J. V. — At the Paris Forum, the answer is yes, because we are a joint North-South organisation and our work on global governance issues – climate change, transition minerals, AI, etc. – always includes active participants from the global South. But we have to recognise that the West is often deaf and blind both to the vision of world order put forward by the South and to its own material interests. The great narrative of the South is not that of triumphant freedom and the march of history towards the market and democracy: it is that of colonisation and nowadays the liberation of the majority of humanity, who are from now on responsible for defining the framework in which we live. Karoline Postel-Vinay has worked in particular on this aspect of North-South antagonism: she shows, for example, how the major turning point in 1945, in the eyes of a whole section of the world, was the declaration of independence by Indonesia, and not the liberation of Europe or the defeat of Japan!

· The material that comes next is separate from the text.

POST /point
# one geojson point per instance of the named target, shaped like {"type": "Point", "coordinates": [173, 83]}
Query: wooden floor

P. I. — Is the break inevitable?

J. V. — In November 2022, at the fifth edition of the Forum, President Macron debated with heads of state and intellectuals from the South the question of universalism in the face of the war in Ukraine. Does the South believe that Vladimir Putin has violated international law or not? The panellists’ answers were revealing. Yes, they said, in essence, but on the one hand the West wants the whole world to mobilise and support them in this conflict, while they themselves have ignored far more deadly wars in the South, in which universal principles were even more flouted; they are therefore guilty of a hypocritical double standard. On the other hand, after the outbreak of war, their initiatives weighed heavily on the countries of the South: even if it was Putin who decreed a blockade of cereals and fertilisers, the West imposed sanctions which had a negative impact on the less developed economies and on food security – all this after Covid’s ‘whatever it takes’ policy, which triggered inflation that in turn pushed up interest rates and contributed to swelling debts in the South. And what can we say about Europe’s lessons in ecology, as it hastened to buy gas at high prices in the Middle East and Africa after Putin cut off supplies, driving up prices and contributing to the energy and economic difficulties of the countries of the South? A year after this debate, in June 2023, the Summit for a New Financial Pact was held in Paris, on the initiative of President Macron. It aimed to respond to the objection from the South that the West would only look after its own interests and priorities and not the injustices of the system – in this case, an international financial system that does not allow the fight against poverty and the fight against climate change to be financed at the same time, and which allows unsustainable debts to accumulate, hampering growth in the countries of the South. The Paris Peace Forum made a major contribution to this Summit and its repercussions: some progress has been made, notably at the World Bank, but it is still insufficient. And we must not forget all the political reasons for North-South opposition: it is through this prism that the war in Gaza is seen.

P. I.In the recent past, which major international figures have impressed you?

J. V. — I’m impressed by Volodymyr Zelensky’s metamorphosis and his Churchillian approach in a very complicated environment. I think Ukraine and Europe owe him a great deal, no matter how this story ends.